Cordy Tindell “C.T.” Vivian was studying history at Western Illinois University when he dropped out to make history instead. A minister, a friend of Martin Luther King Jr.’s and a key organizer in the civil rights movement of the 1960s, Vivian died on July 17 at the age of 95, the same day as longtime Georgia Congressman and fellow activist John Lewis.
In a movement in which young people like Lewis played a large role, Vivian represented an older generation that had laid many of its stepping-stones. It was the experience of growing up in Macomb, Ill., during the Great Depression that ignited his passion for economic justice. When he left college and went on to participate in a sit-in that led to the successful integration of a Peoria, Ill., eatery, it was only 1947–more than a full decade before the famous sit-in at the Woolworth’s lunch counter in Greensboro, N.C.

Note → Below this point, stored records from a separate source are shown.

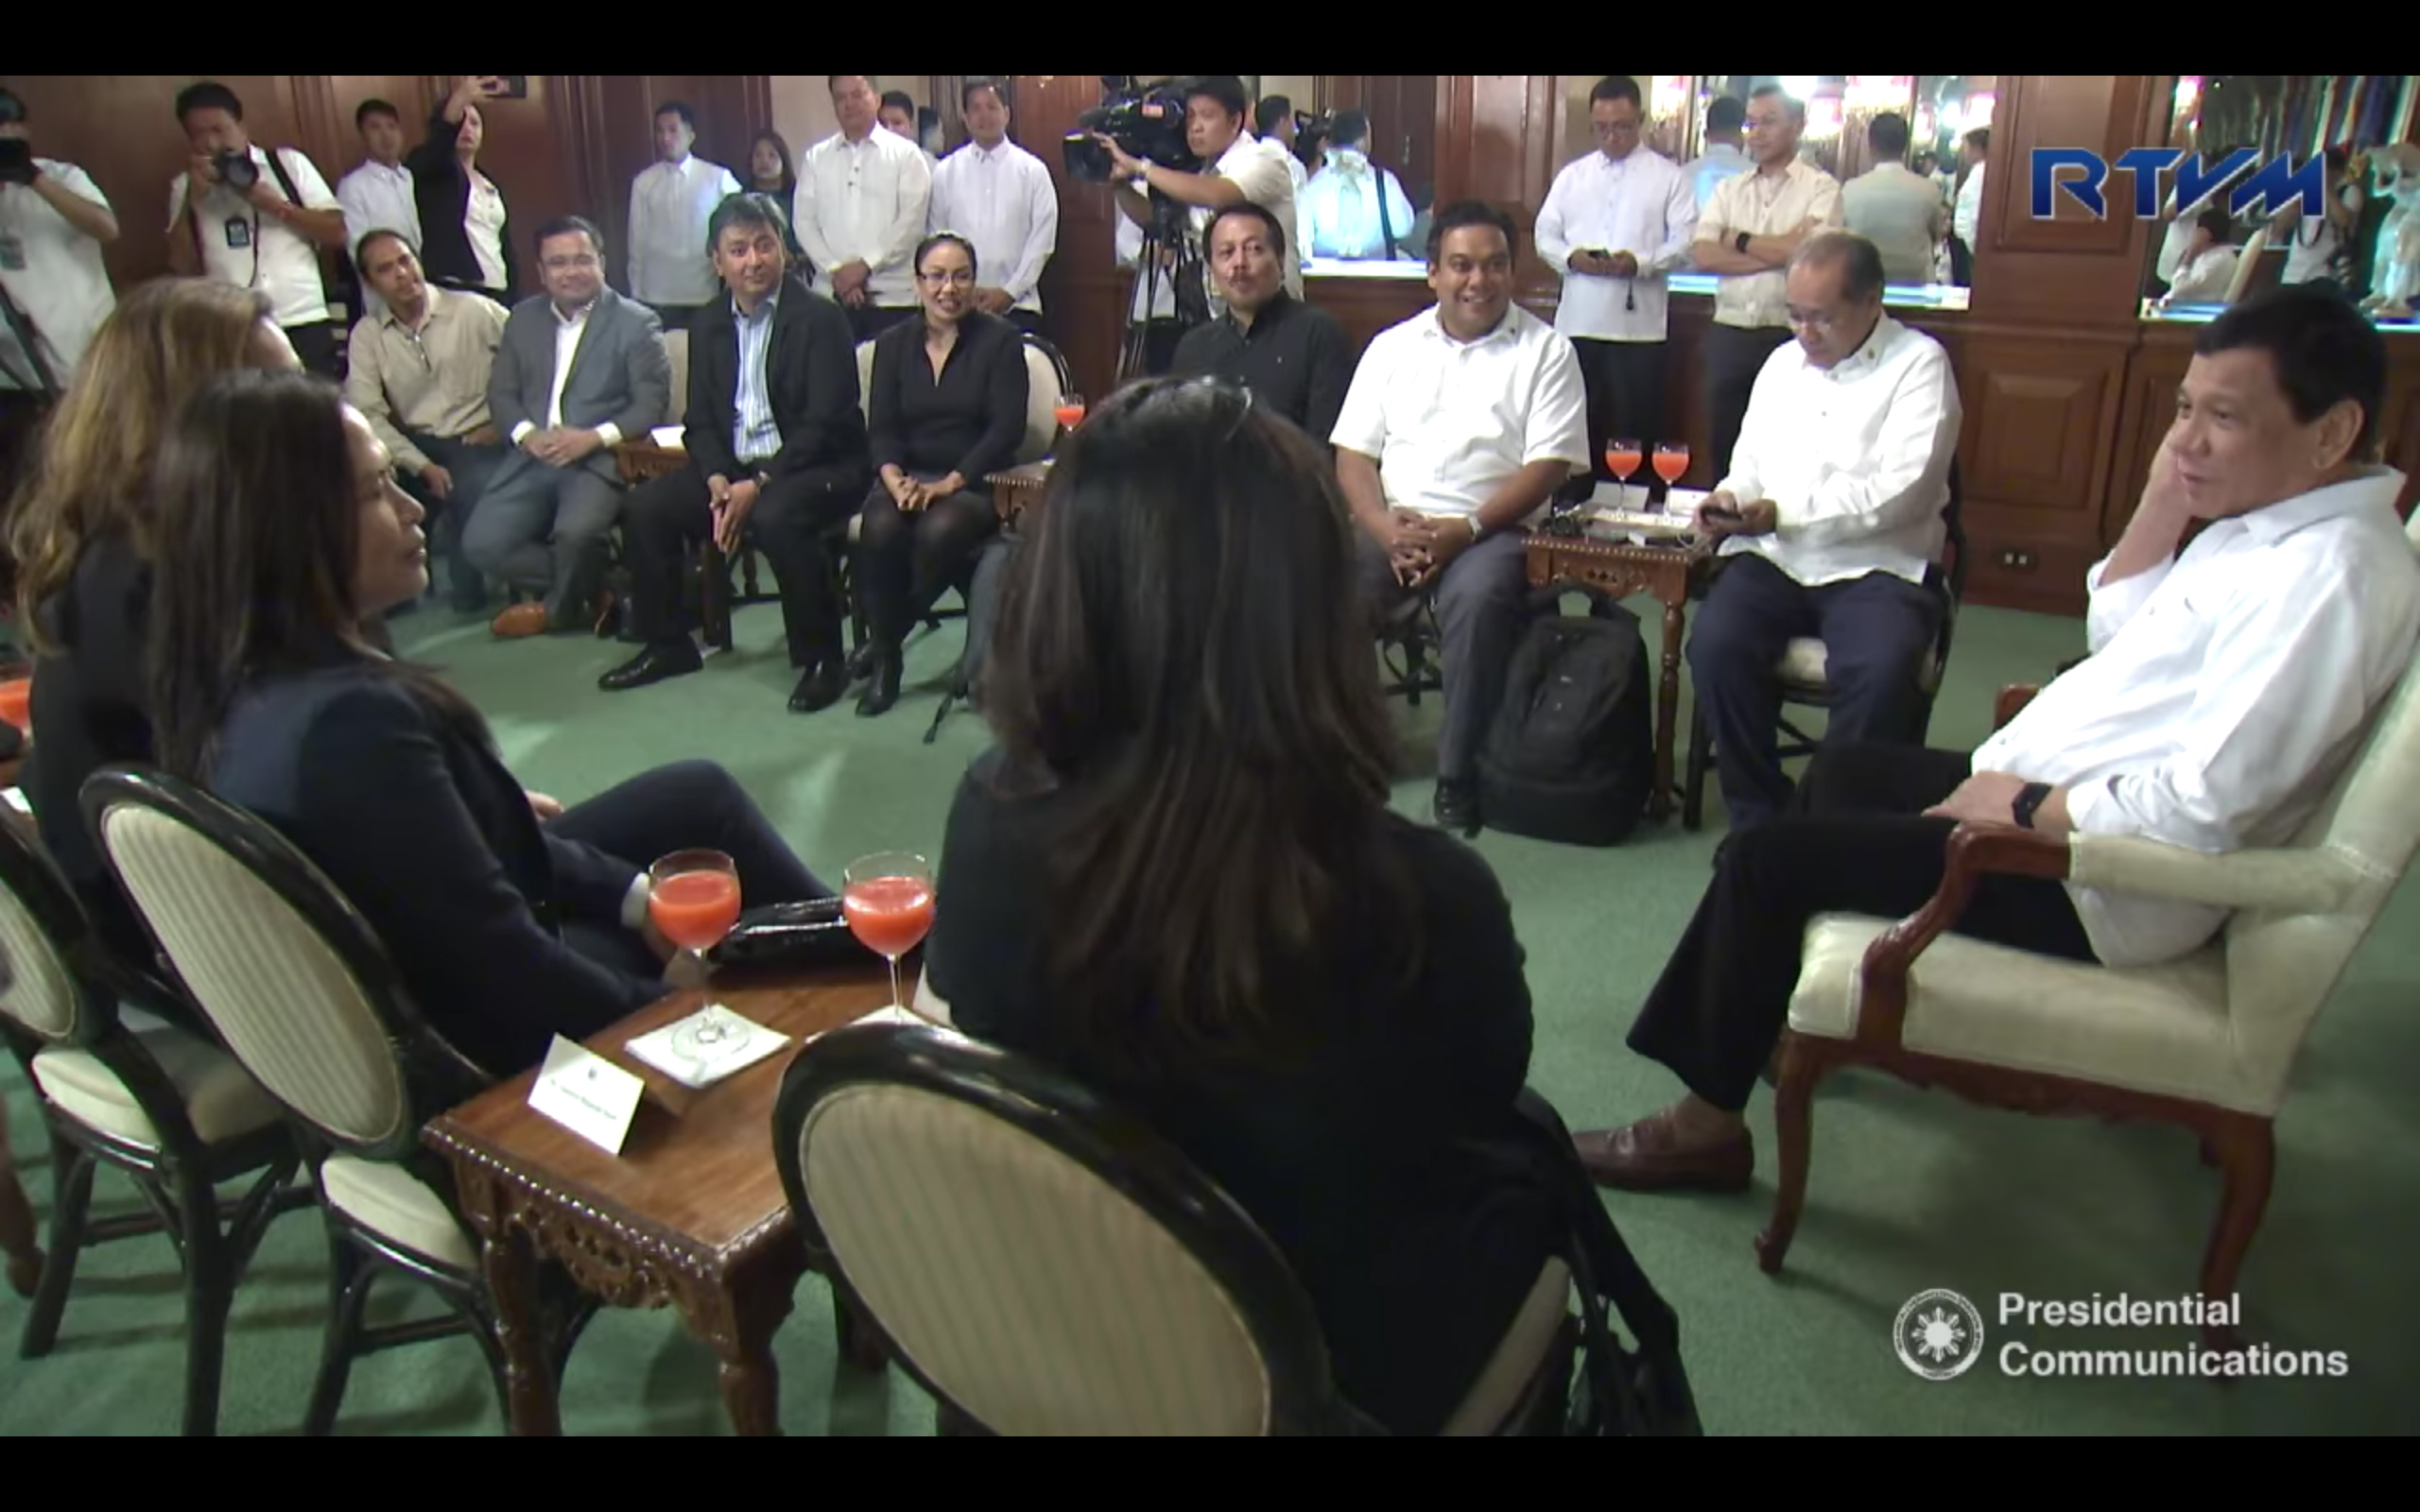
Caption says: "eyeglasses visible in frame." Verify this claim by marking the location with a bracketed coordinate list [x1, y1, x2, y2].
[918, 269, 976, 287]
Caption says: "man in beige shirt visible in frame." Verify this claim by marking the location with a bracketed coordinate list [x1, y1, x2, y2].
[1690, 84, 1842, 480]
[345, 228, 510, 611]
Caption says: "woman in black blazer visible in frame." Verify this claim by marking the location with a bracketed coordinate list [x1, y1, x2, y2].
[924, 379, 1634, 1435]
[851, 232, 1028, 717]
[407, 77, 517, 304]
[10, 280, 301, 965]
[143, 371, 830, 1078]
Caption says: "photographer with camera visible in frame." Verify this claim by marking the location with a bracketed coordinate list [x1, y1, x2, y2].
[1096, 74, 1301, 322]
[164, 81, 349, 377]
[0, 87, 116, 414]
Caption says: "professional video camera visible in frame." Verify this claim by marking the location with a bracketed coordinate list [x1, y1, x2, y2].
[1063, 76, 1198, 183]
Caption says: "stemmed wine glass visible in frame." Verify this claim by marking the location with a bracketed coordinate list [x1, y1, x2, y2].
[842, 852, 936, 1018]
[1054, 391, 1087, 435]
[648, 850, 742, 1005]
[1651, 441, 1692, 509]
[1604, 438, 1643, 507]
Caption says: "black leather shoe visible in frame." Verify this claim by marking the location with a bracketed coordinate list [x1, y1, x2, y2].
[597, 641, 702, 693]
[856, 649, 903, 717]
[789, 662, 846, 713]
[845, 642, 877, 682]
[1433, 778, 1481, 837]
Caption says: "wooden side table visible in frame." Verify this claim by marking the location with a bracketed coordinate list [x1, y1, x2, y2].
[1522, 528, 1710, 820]
[424, 965, 900, 1436]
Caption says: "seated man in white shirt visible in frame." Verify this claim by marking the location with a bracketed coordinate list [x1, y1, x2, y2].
[928, 77, 1058, 335]
[2158, 206, 2242, 310]
[1334, 200, 1590, 835]
[1573, 285, 2420, 1191]
[1686, 232, 1962, 830]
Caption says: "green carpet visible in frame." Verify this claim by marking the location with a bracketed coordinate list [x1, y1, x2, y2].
[3, 593, 2414, 1435]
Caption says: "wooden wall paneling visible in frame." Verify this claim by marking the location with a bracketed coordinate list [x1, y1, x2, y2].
[2383, 360, 2420, 519]
[1440, 77, 1562, 315]
[1009, 75, 1124, 403]
[1973, 73, 2165, 329]
[1332, 76, 1441, 202]
[2098, 322, 2194, 546]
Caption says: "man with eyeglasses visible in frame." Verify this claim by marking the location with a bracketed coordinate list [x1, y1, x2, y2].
[469, 215, 671, 640]
[345, 229, 511, 612]
[1690, 84, 1842, 483]
[1534, 77, 1699, 507]
[1684, 231, 1962, 829]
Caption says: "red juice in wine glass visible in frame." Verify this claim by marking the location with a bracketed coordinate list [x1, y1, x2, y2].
[1652, 445, 1690, 486]
[1605, 442, 1643, 483]
[843, 875, 936, 960]
[649, 870, 742, 953]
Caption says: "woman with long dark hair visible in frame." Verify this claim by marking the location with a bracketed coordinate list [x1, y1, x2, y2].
[145, 371, 832, 1077]
[924, 378, 1589, 1435]
[10, 280, 298, 960]
[850, 231, 1028, 716]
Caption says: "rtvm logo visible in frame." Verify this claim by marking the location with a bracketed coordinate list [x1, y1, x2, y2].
[2031, 148, 2325, 220]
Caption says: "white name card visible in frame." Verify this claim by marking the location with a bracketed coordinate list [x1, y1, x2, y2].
[527, 1035, 647, 1156]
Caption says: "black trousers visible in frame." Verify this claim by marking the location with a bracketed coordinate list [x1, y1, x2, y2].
[623, 460, 867, 669]
[285, 319, 342, 380]
[398, 431, 510, 611]
[1569, 338, 1671, 504]
[853, 476, 1000, 649]
[1701, 324, 1791, 485]
[1689, 554, 1945, 828]
[545, 759, 830, 979]
[1626, 742, 2097, 1114]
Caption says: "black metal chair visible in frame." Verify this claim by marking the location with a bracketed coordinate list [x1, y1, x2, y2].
[1681, 459, 1969, 830]
[772, 1021, 1581, 1436]
[79, 767, 596, 1435]
[0, 806, 305, 1435]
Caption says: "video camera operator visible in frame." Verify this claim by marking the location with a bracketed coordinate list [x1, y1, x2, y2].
[164, 80, 350, 377]
[1095, 76, 1301, 337]
[0, 86, 117, 507]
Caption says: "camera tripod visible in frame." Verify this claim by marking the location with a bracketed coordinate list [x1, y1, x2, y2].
[1117, 194, 1210, 383]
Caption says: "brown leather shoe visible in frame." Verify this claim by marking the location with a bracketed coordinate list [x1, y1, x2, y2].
[490, 603, 549, 639]
[1572, 1110, 1754, 1194]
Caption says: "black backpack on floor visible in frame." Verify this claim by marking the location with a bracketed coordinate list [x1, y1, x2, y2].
[1478, 589, 1652, 847]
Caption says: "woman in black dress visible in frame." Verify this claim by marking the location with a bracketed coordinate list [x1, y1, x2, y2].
[850, 232, 1028, 716]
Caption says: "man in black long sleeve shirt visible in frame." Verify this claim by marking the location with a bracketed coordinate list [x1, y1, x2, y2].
[1173, 203, 1351, 447]
[600, 194, 870, 713]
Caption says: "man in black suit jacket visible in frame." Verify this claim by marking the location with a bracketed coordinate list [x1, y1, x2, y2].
[601, 193, 871, 713]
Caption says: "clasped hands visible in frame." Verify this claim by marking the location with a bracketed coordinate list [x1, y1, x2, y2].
[706, 473, 761, 554]
[1570, 249, 1641, 278]
[885, 469, 966, 515]
[1384, 509, 1477, 589]
[1691, 490, 1777, 541]
[520, 426, 605, 468]
[830, 259, 873, 309]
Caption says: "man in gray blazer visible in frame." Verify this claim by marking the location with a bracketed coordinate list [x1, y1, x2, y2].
[465, 215, 672, 637]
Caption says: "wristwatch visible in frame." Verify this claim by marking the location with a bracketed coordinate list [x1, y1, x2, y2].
[2012, 782, 2053, 830]
[1734, 231, 1752, 254]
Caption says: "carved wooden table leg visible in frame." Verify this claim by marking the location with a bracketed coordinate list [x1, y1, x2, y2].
[1651, 595, 1687, 819]
[694, 1259, 800, 1436]
[0, 1092, 43, 1299]
[455, 1165, 564, 1436]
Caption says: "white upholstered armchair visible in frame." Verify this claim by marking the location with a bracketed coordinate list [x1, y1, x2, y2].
[1759, 513, 2420, 1351]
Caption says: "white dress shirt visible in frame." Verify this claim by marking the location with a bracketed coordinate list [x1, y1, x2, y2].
[336, 158, 419, 260]
[795, 127, 932, 309]
[1534, 146, 1698, 341]
[928, 137, 1059, 314]
[1331, 302, 1589, 521]
[627, 154, 741, 306]
[0, 160, 115, 391]
[1842, 163, 1945, 285]
[508, 298, 623, 448]
[1278, 146, 1309, 268]
[1973, 468, 2420, 967]
[1696, 160, 1843, 330]
[465, 176, 509, 291]
[166, 145, 339, 329]
[1953, 162, 1985, 249]
[1715, 313, 1962, 587]
[1298, 147, 1415, 263]
[2161, 245, 2239, 306]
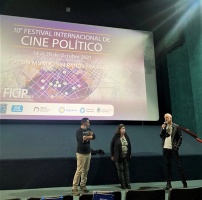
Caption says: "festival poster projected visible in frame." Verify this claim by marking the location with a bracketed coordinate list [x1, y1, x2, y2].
[0, 15, 159, 120]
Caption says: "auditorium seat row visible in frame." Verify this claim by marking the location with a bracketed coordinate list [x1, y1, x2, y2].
[4, 186, 202, 200]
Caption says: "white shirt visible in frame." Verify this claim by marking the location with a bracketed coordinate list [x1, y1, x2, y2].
[163, 125, 172, 149]
[120, 135, 128, 157]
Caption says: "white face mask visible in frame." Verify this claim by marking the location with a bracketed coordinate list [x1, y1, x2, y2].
[120, 128, 126, 134]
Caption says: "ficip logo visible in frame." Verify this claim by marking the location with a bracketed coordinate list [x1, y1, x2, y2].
[0, 104, 7, 114]
[11, 105, 23, 112]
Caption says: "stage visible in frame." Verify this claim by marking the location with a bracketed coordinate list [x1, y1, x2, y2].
[0, 125, 202, 190]
[1, 153, 202, 190]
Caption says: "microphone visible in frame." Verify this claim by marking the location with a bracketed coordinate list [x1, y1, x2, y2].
[162, 122, 167, 130]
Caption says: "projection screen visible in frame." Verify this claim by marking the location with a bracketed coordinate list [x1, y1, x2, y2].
[0, 15, 159, 121]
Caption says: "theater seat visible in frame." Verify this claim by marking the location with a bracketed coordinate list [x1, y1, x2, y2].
[125, 189, 165, 200]
[111, 191, 121, 200]
[79, 191, 121, 200]
[4, 198, 21, 200]
[27, 194, 73, 200]
[79, 193, 93, 200]
[168, 187, 202, 200]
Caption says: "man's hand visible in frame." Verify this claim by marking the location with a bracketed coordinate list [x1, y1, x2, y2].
[173, 144, 179, 151]
[83, 134, 93, 142]
[83, 135, 86, 142]
[88, 131, 93, 136]
[162, 123, 166, 129]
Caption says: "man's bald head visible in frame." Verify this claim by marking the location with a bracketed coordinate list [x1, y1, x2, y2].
[164, 113, 172, 124]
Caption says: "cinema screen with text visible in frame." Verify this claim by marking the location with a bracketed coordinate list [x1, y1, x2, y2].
[0, 15, 159, 121]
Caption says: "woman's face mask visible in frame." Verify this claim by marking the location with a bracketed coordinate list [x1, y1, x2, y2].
[120, 127, 126, 134]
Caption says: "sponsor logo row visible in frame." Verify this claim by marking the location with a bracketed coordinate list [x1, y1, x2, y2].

Vivian honed his studies of nonviolence and strengthened his connections to the movement as a seminary student in Nashville in the late 1950s. In the years that followed, his life was a study in the reality that even those dedicated to nonviolence were forced to put those strategies to use in violent situations. In 1961, at the end of the Freedom Rides to challenge segregation on interstate buses, Vivian was beaten by Mississippi prison guards. And on Feb. 16, 1965, outside a Selma courthouse, Vivian compared notorious sheriff Jim Clark to Hitler; TV cameras captured Clark punching Vivian in the face. “We’re willing to be beaten for democracy,” Vivian hollered back. Two days later, he led a peaceful march in Marion, Ala., where a state trooper beat and shot civil rights activist Jimmie Lee Jackson. (Jackson died of his injuries.) The media coverage of these assaults on Black people helped persuade Republican politicians to call for federal legislation on voting rights.
Vivian didn’t stop there. His status as a pioneer was complemented by the remarkable longevity of his activism. In 2013, President Barack Obama awarded Vivian the Presidential Medal of Freedom, the nation’s highest civilian honor, hailing him as “still in the action, pushing us closer to our founding ideals.”